First mentioned in written documents in 793 A.D., Peccioli was a vital piece on the Etruscan chessboard of northern Etruria as far back as the 5th century B.C. By the Middle Ages, however, the town had become just a lowly pawn in the seemingly never-ending battle for political dominance between Pisa and Florence, passing back and forth between the two super powers. Through it all, the Pecciolesi made the best of a bad situation and continued to make, as they do today, great wine, honey and olive oil.

The town's modern claim to fame has been its ability to "make gold from garbage." More than 25 years ago when Tuscany faced a serious sanitation crisis, enterprising Peccioli, unlike its neighboring towns, welcomed the establishment of a nearby landfill.  Located about five miles from the town center, it has become an international model of good sanitation practices and a source of economic prosperity for the town.

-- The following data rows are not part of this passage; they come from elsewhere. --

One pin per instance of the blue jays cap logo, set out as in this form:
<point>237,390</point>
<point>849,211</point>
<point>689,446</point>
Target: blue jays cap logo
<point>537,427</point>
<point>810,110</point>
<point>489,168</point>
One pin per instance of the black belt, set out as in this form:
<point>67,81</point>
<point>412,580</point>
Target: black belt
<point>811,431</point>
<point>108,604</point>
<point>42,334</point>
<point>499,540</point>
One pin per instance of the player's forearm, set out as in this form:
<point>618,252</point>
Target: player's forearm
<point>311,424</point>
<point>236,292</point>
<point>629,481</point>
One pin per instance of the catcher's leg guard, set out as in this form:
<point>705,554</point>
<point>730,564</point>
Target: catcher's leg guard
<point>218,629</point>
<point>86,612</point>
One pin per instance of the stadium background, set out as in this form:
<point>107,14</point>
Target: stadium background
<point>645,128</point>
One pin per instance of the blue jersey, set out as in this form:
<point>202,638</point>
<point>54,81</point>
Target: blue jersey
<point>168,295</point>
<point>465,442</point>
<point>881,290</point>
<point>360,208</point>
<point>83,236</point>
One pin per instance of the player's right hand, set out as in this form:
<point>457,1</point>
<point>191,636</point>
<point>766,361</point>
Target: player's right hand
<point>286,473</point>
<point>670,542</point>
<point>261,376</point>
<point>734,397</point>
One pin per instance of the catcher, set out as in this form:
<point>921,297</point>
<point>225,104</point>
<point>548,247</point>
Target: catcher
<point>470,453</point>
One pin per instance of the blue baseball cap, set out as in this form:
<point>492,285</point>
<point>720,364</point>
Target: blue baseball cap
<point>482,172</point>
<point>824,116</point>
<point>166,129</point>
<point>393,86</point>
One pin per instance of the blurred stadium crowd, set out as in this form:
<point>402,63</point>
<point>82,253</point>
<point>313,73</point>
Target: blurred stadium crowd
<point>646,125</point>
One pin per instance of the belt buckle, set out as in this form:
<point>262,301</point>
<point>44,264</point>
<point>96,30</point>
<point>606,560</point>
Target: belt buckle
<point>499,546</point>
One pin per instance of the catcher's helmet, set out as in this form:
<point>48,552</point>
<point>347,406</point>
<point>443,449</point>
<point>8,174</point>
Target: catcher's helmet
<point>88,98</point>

Building upon this newfound wealth, the town administration made infrastructure improvements, bolstered social services and improved schools. It also sponsored an archeological dig, and restored chapel frescos painted by Benozzo Gozzoli in the 15th century. Museums were opened, including an archeological museum of Etruscan art and a lithography museum with a superb collection of famous 20th-century Italian artists. 

Now, Peccioli hopes to attract more of the millions of people who visit Tuscany each year. According to their web site, about half of the 40 farmhouses, once restored, will be part of a tourist complex. The others will be sold on the international market to help finance the project. 

Owning a Tuscan farmhouse may not be in your future plans, but a visit to the town should be. Not so long ago, Peccioli earned the coveted Bandiera Arancione  from the Italian Touring Club, naming it one of the best small towns in Italy. So if you want to get there before the crowds, go soon.